A Lot of People Want Brie Larson to Punch Them in The Face: An Investigation

On Tuesday, the first full-length trailer was released for Captain Marvel, the first female-fronted superhero movie from the comics giant, and people were shocked. The Brie Larson-starrer, set in the ’90s, shows the titular character punching a crusty old lady square in the jaw. And while Marvel fans were quick to point out that the “old lady” was actually a Skrull (a member of the shapeshifting alien race), queer women like me had a totally different reaction: “I want Brie Larson to punch me in the face.”

But why? Why do we want to be pummeled into the Earth’s molten core by Captain Marvel?

Bethany from Mean Girls had it right when she said of North Shore’s bully Regina George, “One time, she punched me in the face. It was awesome.” In my opinion, wanting an extremely hot woman to punch you in the face has very little to do with BDSM or kink, nor is it related in any way to domestic violence, or any past traumatic experience that is resurfacing and manifesting itself in sexual desire. No, wanting to get gay-punched in the face is a dark and chasmal desire that spurs from years of painstaking sexual repression.

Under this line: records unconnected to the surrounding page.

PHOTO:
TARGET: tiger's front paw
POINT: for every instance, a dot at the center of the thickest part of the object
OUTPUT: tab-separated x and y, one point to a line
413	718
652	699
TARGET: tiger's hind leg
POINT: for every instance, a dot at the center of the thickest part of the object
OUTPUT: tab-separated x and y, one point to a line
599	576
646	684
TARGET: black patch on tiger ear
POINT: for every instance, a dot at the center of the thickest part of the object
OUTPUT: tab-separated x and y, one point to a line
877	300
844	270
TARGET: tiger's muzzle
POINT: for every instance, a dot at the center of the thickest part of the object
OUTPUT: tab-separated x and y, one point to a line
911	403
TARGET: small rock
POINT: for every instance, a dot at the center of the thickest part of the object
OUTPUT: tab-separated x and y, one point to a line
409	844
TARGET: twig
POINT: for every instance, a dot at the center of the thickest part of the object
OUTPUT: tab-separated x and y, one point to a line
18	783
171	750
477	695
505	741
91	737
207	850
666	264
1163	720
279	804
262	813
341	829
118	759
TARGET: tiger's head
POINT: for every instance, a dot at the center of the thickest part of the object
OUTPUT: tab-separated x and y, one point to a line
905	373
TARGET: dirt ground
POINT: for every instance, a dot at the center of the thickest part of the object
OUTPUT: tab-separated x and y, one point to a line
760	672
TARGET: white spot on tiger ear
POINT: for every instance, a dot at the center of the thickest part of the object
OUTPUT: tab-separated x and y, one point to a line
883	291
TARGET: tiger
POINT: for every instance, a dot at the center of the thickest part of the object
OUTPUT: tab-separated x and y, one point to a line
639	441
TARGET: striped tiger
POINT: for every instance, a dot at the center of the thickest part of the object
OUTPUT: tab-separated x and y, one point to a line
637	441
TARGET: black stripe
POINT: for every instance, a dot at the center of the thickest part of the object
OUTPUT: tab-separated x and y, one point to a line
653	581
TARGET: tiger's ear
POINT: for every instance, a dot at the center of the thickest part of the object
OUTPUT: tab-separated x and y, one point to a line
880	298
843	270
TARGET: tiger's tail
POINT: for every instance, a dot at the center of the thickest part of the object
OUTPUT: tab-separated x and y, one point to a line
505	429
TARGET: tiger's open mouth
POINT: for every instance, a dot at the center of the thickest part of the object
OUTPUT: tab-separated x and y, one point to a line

As a Gay, I spent the entirety of my teenage years and early twenties convincing myself that women were not hot. I endured a decade of slapping myself on the wrist, self-correcting every time a sneaky thought about a woman crept through my mind. By the time I reached the tender age of 22, I had agreed with my homophobic inner monologue that, yes, women were ugly and so was their stupid hair. And why did they smell so bad? Gross.

When I finally came out, I felt like I was playing catch-up; I had missed nearly a decade of experiences with sexual desire, from uninhibited pre-teen crushes to teenage lust and first loves. So, it wasn’t shocking that I began acting out as a baby gay — I couldn’t and wouldn’t stop talking about being gay.

If you’ve ever met an out gay person, then you know that this never goes away — all we do is talk about being gay, because for so long, we weren’t allowed to. And many times, we were punished for even expressing a shred of desire toward the same sex. So now, as out queer people, the gayness comes pouring out of us like a gushing, bottomless fire hydrant. And often, that queer expression can be a little extra, or extremely over the top, or—well, violent.

Sometimes, I feel like the gay surges out of me in powerful, unstoppable gusts. On any given day, another photo of Cate Blanchett in a suit can surface, and feeling completely unprepared, I’ll brashly take to Twitter to say, “Murder me, mom.”

This sentiment isn’t new on stan Twitter — any photo of a female celebrity in fierce stilettos can elicit thousands of comments from both queer men and women that read, “STEP ON ME!” A woman’s attractiveness can be so fucking arresting that we want them to vanquish us to another realm, like Brie Larson.

I’ve tweeted about this feeling multiple times, from wanting Keri Russell to perform a murder over my body, to hoping for my own slow, merciless slaughtering from Jodi Comer of Killing Eve. When I saw Atomic Blonde, I wanted Charlize Theron to wrap that yellow rope around my gay body and slice it in two. And after seeing A Simple Favor, I wrote about wanting Blake Lively to bash my skull in with her skull cane. There have been literal hundreds of moments in Game of Thrones where I’ve suddenly desperately needed Emilia Clarke to set me aflame with her dragons.

These reactions are visceral, involuntarily, and constant. Being gay is deeply stressful and traumatic — because of all the homophobia surging across the world, sure, sure — but also because my body and mind are so constantly overwhelmed and distressed by their own knee-jerk reactions to hot women. It’s exhausting. Being gay is a full-time job.

https://twitter.com/willsybee/status/1042192375823519744

So, given the fact that most queer people have spent a lifetime hiding their true feelings while straight women have gotten to openly drool over mediocre loaves of men like Benedict fucking Cumberbatch (seriously, what?), this violent reaction to Brie Larson as Carol Danvers is totally understandable. Also consider that there’s only one, yes one female superhero movie out there, and it only came out last year! Women have waited an eternity to see themselves as the hero on-screen, and Gal Gadot’s brawny Wonder Woman swept us off our little gay feet in a fire-tornado of sexual attraction. Now, Brie Larson will take center stage in Marvel’s first female superhero movie. She’ll be sucker punching old lady aliens, crash-landing in Blockbuster stores, and suiting up like a smoldering space soldier, and we’re fucking stoked.

Captain Marvel won’t be released until 2019, but until then, tear through my body with a catastrophic, blazing asteroid, Brie Larson.